# Reaching for the skys



## Blackie54 (May 27, 2014)

I had a couple plants that was not doing to good, not filling out. They were about 2ft. tall. So I pulled it up an striped the lower 2thirds of leaves off.In a 5 gal bucket I mixed up more MG a lot of permits and a couple landfills of 13-13-13. Now only 6 inches of plant is showing. Will keep posted.


----------



## 7greeneyes (May 27, 2014)

oookay :watchplant:


:joint4:


----------



## Blackie54 (May 27, 2014)

Keyboard not spelling to good. It was perlite an hand full of 13-13-13.


----------



## trillions of atoms (May 27, 2014)

Sounds like a lot of fertilizer.... why didnt you just take pics and post them up.

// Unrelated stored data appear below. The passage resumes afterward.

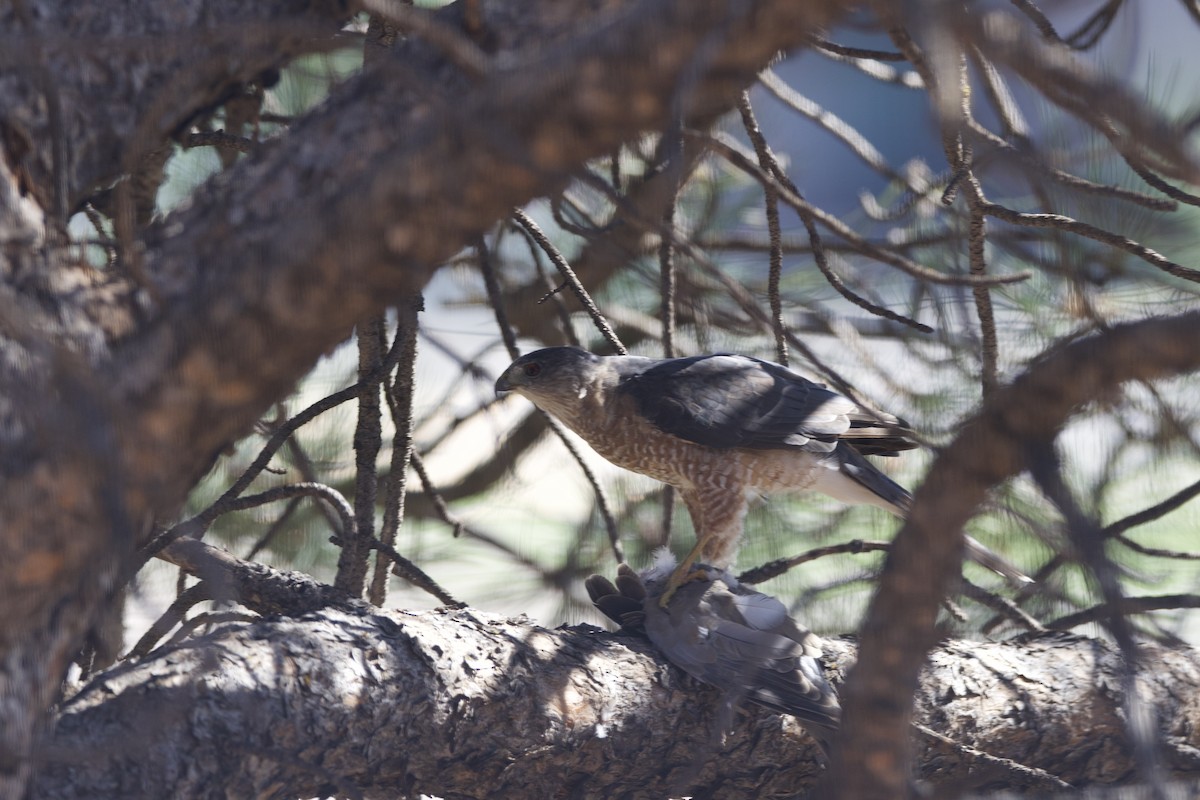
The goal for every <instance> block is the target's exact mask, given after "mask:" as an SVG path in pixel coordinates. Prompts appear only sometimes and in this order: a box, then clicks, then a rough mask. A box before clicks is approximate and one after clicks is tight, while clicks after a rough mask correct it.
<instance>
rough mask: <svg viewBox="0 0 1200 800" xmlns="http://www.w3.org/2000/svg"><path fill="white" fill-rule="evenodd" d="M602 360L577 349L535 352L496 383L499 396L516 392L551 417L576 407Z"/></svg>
mask: <svg viewBox="0 0 1200 800" xmlns="http://www.w3.org/2000/svg"><path fill="white" fill-rule="evenodd" d="M601 363H602V359H601V357H600V356H598V355H593V354H590V353H588V351H587V350H582V349H580V348H574V347H554V348H545V349H542V350H534V351H533V353H527V354H526V355H523V356H521V357H520V359H517V360H516V361H514V362H512V363H511V365H509V368H508V369H505V371H504V374H502V375H500V378H499V380H497V381H496V393H497V396H503V395H506V393H508V392H516V393H518V395H522V396H524V397H527V398H528V399H530V401H532V402H533V403H534V405H538V407H539V408H542V409H545V410H547V411H550V413H552V414H556V415H560V414H562V413H563V411H564V410H566V409H569V408H572V407H577V404H578V402H580V399H581V398H582V397H583V396H584V393H586V392H587V385H588V384H589V383H590V381H592V379H593V378H595V374H596V369H598V368H599V367H600V365H601Z"/></svg>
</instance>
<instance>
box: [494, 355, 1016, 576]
mask: <svg viewBox="0 0 1200 800" xmlns="http://www.w3.org/2000/svg"><path fill="white" fill-rule="evenodd" d="M496 391H497V393H498V395H503V393H505V392H510V391H512V392H516V393H518V395H522V396H524V397H527V398H528V399H530V401H532V402H533V403H534V404H535V405H538V407H539V408H541V409H544V410H545V411H548V413H550V414H552V415H554V416H556V417H558V419H559V420H562V421H563V423H564V425H566V427H569V428H570V429H571V431H574V432H575V433H577V434H578V435H580V437H582V438H583V439H584V441H587V443H588V444H589V445H592V447H593V449H594V450H595V451H596V452H599V453H600V455H601V456H604V457H605V458H607V459H608V461H611V462H612V463H614V464H617V465H618V467H624V468H625V469H630V470H634V471H635V473H641V474H643V475H649V476H650V477H654V479H656V480H659V481H662V482H664V483H670V485H671V486H673V487H676V488H677V489H678V492H679V497H680V498H682V499H683V501H684V504H685V505H686V506H688V512H689V513H690V515H691V521H692V525H694V528H695V530H696V546H695V547H694V548H692V551H691V553H690V554H689V555H688V558H686V559H684V561H683V563H680V565H679V567H678V569H677V571H676V575H674V576H673V578H672V585H671V589H668V591H667V593H666V595H665V597H670V591H671V590H673V588H674V587H676V585H678V584H679V583H680V582H682V579H683V577H684V576H685V575H686V571H688V569H689V567H690V566H691V564H692V563H694V561H695V560H696V559H700V560H701V561H704V563H707V564H712V565H714V566H718V567H726V566H728V565H730V564H731V563H732V561H733V557H734V555H736V553H737V548H738V543H739V540H740V539H742V525H743V519H744V517H745V512H746V509H748V506H749V495H750V493H757V492H764V493H769V492H782V491H799V489H812V491H816V492H822V493H824V494H828V495H830V497H833V498H835V499H838V500H841V501H842V503H848V504H869V505H875V506H878V507H881V509H886V510H887V511H890V512H892V513H894V515H896V516H900V517H904V516H905V513H906V512H907V510H908V506H910V504H911V501H912V497H911V495H910V494H908V492H906V491H905V489H904V487H901V486H900V485H899V483H896V482H895V481H893V480H892V479H889V477H888V476H887V475H884V474H883V473H881V471H880V470H877V469H876V468H875V467H874V465H871V463H870V462H868V461H866V459H865V458H864V457H863V456H864V453H865V455H874V456H895V455H898V453H899V452H900V451H901V450H910V449H912V447H916V446H917V445H916V443H914V441H913V440H912V439H911V438H908V435H907V431H906V428H905V427H904V423H902V422H901V421H900V420H898V419H896V417H894V416H890V415H886V414H877V413H872V411H869V410H866V409H864V408H862V407H859V405H858V404H857V403H854V402H852V401H850V399H848V398H846V397H842V396H841V395H838V393H836V392H833V391H830V390H828V389H826V387H824V386H822V385H820V384H815V383H812V381H811V380H806V379H805V378H802V377H800V375H798V374H796V373H793V372H791V371H788V369H786V368H785V367H781V366H779V365H775V363H770V362H768V361H760V360H758V359H751V357H748V356H740V355H702V356H694V357H690V359H665V360H664V359H644V357H640V356H598V355H594V354H592V353H588V351H587V350H582V349H580V348H571V347H553V348H545V349H542V350H535V351H533V353H529V354H527V355H523V356H521V357H520V359H517V360H516V361H514V362H512V365H511V366H509V368H508V369H505V371H504V374H503V375H500V378H499V380H497V381H496ZM968 554H970V555H971V557H972V558H974V559H977V560H979V561H980V563H984V564H985V566H989V567H991V569H995V570H997V571H1001V572H1004V573H1012V572H1015V571H1014V570H1013V569H1012V567H1010V566H1008V565H1007V563H1003V561H1002V560H1000V559H998V557H996V555H995V554H994V553H991V552H990V551H988V549H986V548H984V547H983V546H982V545H979V543H978V542H974V541H973V540H970V542H968ZM1016 576H1020V573H1019V572H1016V573H1015V576H1012V577H1014V578H1015V577H1016ZM1021 578H1024V576H1021Z"/></svg>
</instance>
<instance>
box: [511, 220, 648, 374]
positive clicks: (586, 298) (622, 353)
mask: <svg viewBox="0 0 1200 800" xmlns="http://www.w3.org/2000/svg"><path fill="white" fill-rule="evenodd" d="M512 218H514V219H516V221H517V222H518V223H520V224H521V227H522V228H524V229H526V230H528V231H529V235H530V236H533V237H534V241H536V242H538V245H539V246H540V247H541V248H542V249H544V251H545V252H546V255H548V257H550V260H551V261H552V263H553V264H554V266H557V267H558V271H559V272H560V273H562V275H563V278H565V279H566V284H568V285H569V287H571V291H574V293H575V296H576V297H578V300H580V303H581V305H582V306H583V308H584V309H586V311H587V312H588V315H589V317H592V321H593V323H595V326H596V329H598V330H599V331H600V333H601V335H602V336H604V337H605V339H607V341H608V344H611V345H612V347H613V349H614V350H616V351H617V354H618V355H626V353H628V350H625V345H624V344H622V343H620V339H619V338H617V333H616V332H614V331H613V330H612V326H611V325H608V320H606V319H605V318H604V314H601V313H600V309H599V308H598V307H596V305H595V302H593V300H592V296H590V295H589V294H588V291H587V289H584V288H583V284H582V283H580V278H578V277H577V276H576V275H575V270H572V269H571V265H570V264H568V263H566V259H565V258H563V254H562V253H559V252H558V248H557V247H554V246H553V243H551V241H550V239H548V237H547V236H546V234H545V233H544V231H542V229H541V228H539V227H538V223H535V222H534V221H533V219H530V218H529V216H528V215H527V213H526V212H524V211H522V210H521V209H516V210H514V211H512Z"/></svg>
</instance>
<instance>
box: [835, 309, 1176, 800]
mask: <svg viewBox="0 0 1200 800" xmlns="http://www.w3.org/2000/svg"><path fill="white" fill-rule="evenodd" d="M1198 368H1200V313H1190V314H1183V315H1180V317H1174V318H1166V319H1152V320H1147V321H1141V323H1134V324H1129V325H1122V326H1118V327H1114V329H1111V330H1109V331H1106V332H1104V333H1102V335H1098V336H1092V337H1088V338H1085V339H1081V341H1076V342H1073V343H1070V344H1068V345H1066V347H1061V348H1058V349H1056V350H1052V351H1051V353H1050V354H1048V355H1046V356H1045V357H1043V359H1042V360H1040V361H1038V362H1037V363H1034V365H1033V366H1032V367H1030V369H1028V371H1027V372H1026V373H1025V374H1024V375H1021V377H1020V378H1018V379H1016V381H1014V384H1013V385H1012V386H1008V387H1004V389H1000V390H997V391H996V393H995V396H994V397H992V398H990V399H989V402H988V403H986V404H985V407H984V409H983V410H982V411H980V413H979V414H978V415H977V416H976V417H974V419H972V420H971V421H970V422H968V423H967V425H966V426H964V428H962V432H961V433H960V434H959V437H958V438H956V439H955V441H954V444H952V445H950V446H949V447H948V449H947V450H946V451H943V452H942V455H941V456H940V457H938V459H937V461H936V462H935V463H934V467H932V469H931V470H930V473H929V475H928V476H926V479H925V482H924V483H923V485H922V487H920V488H919V489H918V491H917V493H916V495H914V501H913V507H912V512H911V515H910V517H908V521H907V523H906V524H905V527H904V528H902V529H901V531H900V533H899V534H898V535H896V539H895V542H894V545H893V547H892V549H890V551H889V554H888V559H887V565H886V567H884V572H883V577H882V581H881V584H880V589H878V593H877V594H876V595H875V599H874V600H872V602H871V607H870V610H869V614H868V619H866V622H865V624H864V626H863V631H862V633H863V643H862V660H860V661H859V664H858V668H857V669H856V670H854V673H853V674H852V675H851V679H850V681H848V682H847V686H846V692H845V697H844V700H845V702H844V706H845V726H844V728H842V736H841V739H840V744H839V745H838V747H841V748H844V750H840V751H839V750H838V748H835V752H834V759H833V762H834V770H833V772H832V774H833V775H839V777H840V781H839V783H838V784H836V787H835V789H833V790H832V792H833V794H832V795H830V796H836V798H854V799H856V800H868V799H871V798H880V799H887V800H894V799H895V798H900V796H904V795H905V792H906V783H907V774H908V771H907V762H908V747H907V744H906V742H907V738H906V732H907V727H908V721H910V718H911V700H910V698H911V697H912V693H913V691H914V690H916V688H917V676H918V673H919V669H920V667H922V663H923V662H924V660H925V654H926V651H928V650H929V648H931V646H932V644H934V640H935V637H936V628H935V620H936V615H937V610H938V608H940V606H941V602H942V599H943V597H946V596H947V595H948V594H949V591H950V590H952V588H953V582H954V581H955V579H956V578H958V576H959V575H960V570H961V564H962V555H961V549H962V539H961V531H962V525H964V524H965V523H966V521H967V519H970V518H971V517H972V516H973V515H974V513H976V511H977V510H978V507H979V505H980V504H982V503H983V500H984V498H985V494H986V492H988V491H989V489H990V488H991V487H994V486H996V485H997V483H1000V482H1001V481H1003V480H1007V479H1008V477H1012V476H1014V475H1016V474H1018V473H1020V471H1021V470H1022V469H1025V467H1026V463H1027V449H1028V446H1030V445H1031V444H1032V443H1048V441H1052V440H1054V439H1055V438H1056V435H1057V433H1058V431H1060V429H1061V428H1062V426H1063V425H1064V423H1066V422H1067V420H1068V417H1069V416H1070V415H1072V414H1073V413H1074V411H1075V410H1076V409H1078V408H1079V407H1080V405H1082V404H1085V403H1087V402H1091V401H1094V399H1098V398H1102V397H1105V396H1108V395H1110V393H1111V392H1114V391H1117V390H1118V387H1120V386H1121V384H1123V383H1124V381H1128V380H1154V379H1159V378H1168V377H1174V375H1178V374H1182V373H1187V372H1192V371H1195V369H1198ZM846 752H856V753H864V752H865V753H866V757H865V758H863V759H860V760H857V762H856V763H858V764H862V765H864V766H866V769H859V770H854V771H851V772H846V774H840V772H839V771H838V765H839V763H840V758H841V756H840V753H846Z"/></svg>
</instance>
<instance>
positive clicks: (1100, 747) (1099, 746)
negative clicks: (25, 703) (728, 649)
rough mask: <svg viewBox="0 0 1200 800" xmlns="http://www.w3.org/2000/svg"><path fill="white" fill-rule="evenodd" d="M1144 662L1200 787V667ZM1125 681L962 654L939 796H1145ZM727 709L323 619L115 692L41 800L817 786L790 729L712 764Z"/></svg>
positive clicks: (567, 636) (500, 639) (753, 737)
mask: <svg viewBox="0 0 1200 800" xmlns="http://www.w3.org/2000/svg"><path fill="white" fill-rule="evenodd" d="M1147 655H1148V656H1150V657H1152V658H1153V660H1154V662H1156V664H1158V668H1157V669H1156V672H1154V673H1153V674H1152V675H1147V676H1145V678H1144V681H1145V686H1146V691H1147V692H1148V693H1150V694H1151V696H1153V697H1154V698H1156V699H1157V700H1158V702H1160V703H1162V704H1163V708H1164V717H1163V720H1164V726H1165V729H1166V730H1169V732H1171V735H1172V736H1175V738H1176V739H1175V741H1176V744H1177V751H1172V752H1174V758H1172V764H1171V766H1172V770H1174V771H1175V775H1176V776H1182V775H1187V774H1194V771H1195V770H1196V765H1195V763H1194V762H1193V760H1190V759H1189V757H1188V752H1189V747H1194V746H1195V744H1196V741H1195V734H1194V733H1187V732H1194V730H1196V729H1198V728H1200V726H1198V724H1196V723H1198V722H1200V720H1196V714H1198V709H1196V706H1195V704H1193V703H1189V702H1187V700H1186V698H1189V697H1195V696H1196V692H1200V654H1198V652H1195V651H1194V650H1192V649H1166V648H1158V646H1152V648H1148V649H1147ZM853 657H854V650H853V645H852V644H851V643H848V642H846V640H829V642H827V643H826V661H827V662H828V663H829V664H830V666H833V667H834V672H833V673H832V674H833V676H834V678H836V673H839V672H840V670H841V668H842V667H845V666H846V664H847V663H850V662H852V661H853ZM1118 675H1120V658H1118V657H1117V655H1116V654H1115V652H1114V651H1112V650H1111V649H1110V648H1108V646H1106V645H1104V644H1103V643H1100V642H1096V640H1091V639H1085V638H1082V637H1074V636H1067V634H1050V636H1044V637H1037V638H1032V639H1030V640H1028V642H1026V643H1013V642H1008V643H966V642H949V643H946V644H944V645H943V646H941V648H940V649H937V650H936V651H935V652H934V655H932V657H931V660H930V666H929V669H928V672H926V674H925V676H924V681H923V687H922V691H920V694H919V711H918V718H919V720H920V722H922V723H923V724H925V726H929V727H931V728H934V729H935V730H937V732H938V733H940V734H942V735H943V736H949V738H950V739H952V740H954V741H955V742H958V745H953V744H947V742H946V740H943V739H934V740H929V739H926V740H925V745H924V750H923V753H922V757H920V758H922V775H923V776H924V777H925V778H926V780H929V781H930V782H931V783H934V784H935V786H938V787H943V788H944V787H949V786H954V787H956V788H958V789H960V790H961V789H964V788H967V787H976V788H979V787H986V786H989V784H990V783H991V782H1003V783H1004V784H1006V786H1007V787H1008V788H1009V789H1012V790H1021V789H1028V790H1045V789H1048V788H1054V787H1056V786H1060V784H1058V783H1057V781H1056V780H1055V778H1052V777H1050V776H1049V775H1045V774H1044V772H1042V771H1039V770H1042V769H1055V770H1056V771H1057V777H1058V778H1060V780H1062V781H1067V782H1069V783H1073V784H1076V786H1078V784H1087V783H1111V782H1117V781H1122V780H1128V777H1129V771H1130V768H1132V765H1130V760H1129V757H1128V754H1127V753H1126V752H1124V750H1123V738H1122V728H1121V720H1120V714H1121V711H1120V709H1121V705H1120V700H1121V698H1120V697H1116V696H1115V694H1117V692H1115V691H1114V690H1112V688H1111V687H1114V686H1117V685H1118V684H1117V682H1116V679H1117V676H1118ZM718 705H719V697H718V694H716V692H715V691H714V690H710V688H707V687H703V686H701V685H698V684H695V682H694V681H691V679H689V678H686V676H685V675H684V674H683V673H682V672H679V670H677V669H674V668H673V667H670V666H667V664H666V663H665V662H662V661H661V660H660V658H659V657H658V656H656V654H655V652H654V651H653V650H652V648H650V645H649V643H648V642H646V640H644V639H641V638H638V637H634V636H629V634H617V636H613V634H608V633H605V632H602V631H600V630H598V628H594V627H592V626H588V625H581V626H576V627H569V628H559V630H557V631H550V630H546V628H542V627H539V626H536V625H532V624H530V622H528V621H527V620H523V619H502V618H498V616H493V615H487V614H484V613H481V612H478V610H472V609H463V610H456V612H446V610H438V612H426V613H408V612H401V610H394V612H376V613H371V612H368V610H367V612H355V610H353V609H347V608H344V607H343V608H326V609H324V610H319V612H316V613H311V614H308V615H306V616H304V618H300V619H283V618H275V619H268V620H262V621H257V622H252V624H233V625H227V626H223V627H221V628H218V630H217V631H215V632H212V633H210V634H208V636H203V637H197V638H194V639H192V640H188V642H185V643H182V644H179V645H172V646H167V648H163V649H160V650H158V651H156V652H155V654H151V656H150V657H148V658H145V660H144V661H142V662H138V663H126V664H122V666H120V667H118V668H115V669H112V670H109V672H108V673H104V674H102V675H100V676H97V678H96V679H95V680H94V681H92V682H91V684H89V685H88V686H86V687H85V688H84V690H83V691H80V692H79V693H78V694H77V696H74V697H73V698H71V699H70V700H68V702H67V703H66V704H65V706H64V709H62V712H61V715H60V716H59V718H58V721H56V723H55V726H54V730H53V735H52V738H50V741H49V742H48V747H47V748H44V750H43V751H42V752H43V753H44V758H46V760H47V763H46V764H44V768H43V769H42V771H41V775H40V777H38V783H37V784H36V787H35V794H37V795H38V796H55V798H84V796H122V798H130V799H134V798H162V796H188V798H206V796H218V795H220V796H246V798H250V796H312V795H325V794H330V793H334V792H337V793H340V794H343V795H350V796H353V795H355V794H361V796H367V798H376V796H379V798H383V796H386V798H396V796H416V794H419V793H425V794H436V795H438V796H443V798H485V796H486V798H529V796H547V798H548V796H560V795H562V794H563V793H564V792H565V793H569V794H570V795H571V796H580V798H613V796H635V798H649V796H667V794H668V793H677V794H692V793H694V794H696V795H697V796H764V798H770V796H794V794H796V793H797V792H799V790H803V788H804V787H811V786H812V783H814V781H815V780H816V777H817V776H818V775H820V774H821V768H820V765H818V763H817V760H816V758H817V750H816V746H815V744H814V742H812V740H811V739H810V738H809V736H808V735H806V734H804V733H802V732H800V729H799V728H798V727H797V726H796V724H794V723H793V722H792V721H791V718H786V717H779V716H776V715H774V714H770V712H767V711H764V710H760V709H757V708H751V709H748V710H746V712H745V714H744V715H743V716H740V717H739V720H738V722H737V724H736V727H734V730H733V733H732V734H731V735H730V738H728V739H727V740H726V742H725V745H724V746H722V747H720V750H719V751H718V752H713V751H712V750H706V747H707V746H708V745H707V744H706V742H709V739H710V734H712V730H713V724H714V718H715V711H716V708H718ZM118 732H120V733H118ZM1176 732H1177V733H1176ZM1079 736H1086V738H1087V741H1088V745H1090V747H1087V748H1080V747H1079V746H1078V741H1079V739H1078V738H1079ZM964 746H965V747H966V750H964V748H962V747H964ZM971 748H974V750H976V751H985V752H988V753H989V754H990V756H992V757H994V758H989V759H980V758H978V757H977V756H973V754H972V753H973V751H972V750H971ZM697 752H701V753H703V754H704V756H703V762H702V768H701V769H700V772H698V775H691V774H690V772H691V770H692V769H694V766H695V765H696V764H697V759H696V753H697ZM1003 759H1010V760H1012V762H1015V764H1014V765H1012V768H1007V766H1006V765H1004V762H1003ZM690 778H695V781H694V782H690ZM689 787H691V790H688V792H685V790H686V789H689Z"/></svg>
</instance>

we might have been able to solve your problem...

it might be to late now.


----------



## BenfukD (May 28, 2014)

trillions of atoms said:


> Sounds like a lot of fertilizer.... why didnt you just take pics and post them up.
> 
> we might have been able to solve your problem...
> 
> it might be to late now.




They may have small hands:huh:


----------



## Kindbud (May 28, 2014)

yeah u just screawed up


----------



## Hushpuppy (May 28, 2014)

If your light isn't strong enough the plants will stretch toward it. MJ is a high energy plant that needs a lot of light to grow optimally. If they are Sativa dominant then they are naturally going to grow tall and "leggy", and cutting off the bottom growth only encourages them to grow faster out the tops of the plants.

I hope you aren't using Miracle grow soil AND adding 13-13-13 fertilizer  that is waaay too hot for MJ to grow healthy in. MJ needs to be in soil that is either formulated or mixed with the proper nutrients for MJ or medium that is totally nutrient ffree so that you can feed it a MJ formulated nutrient regimen.


----------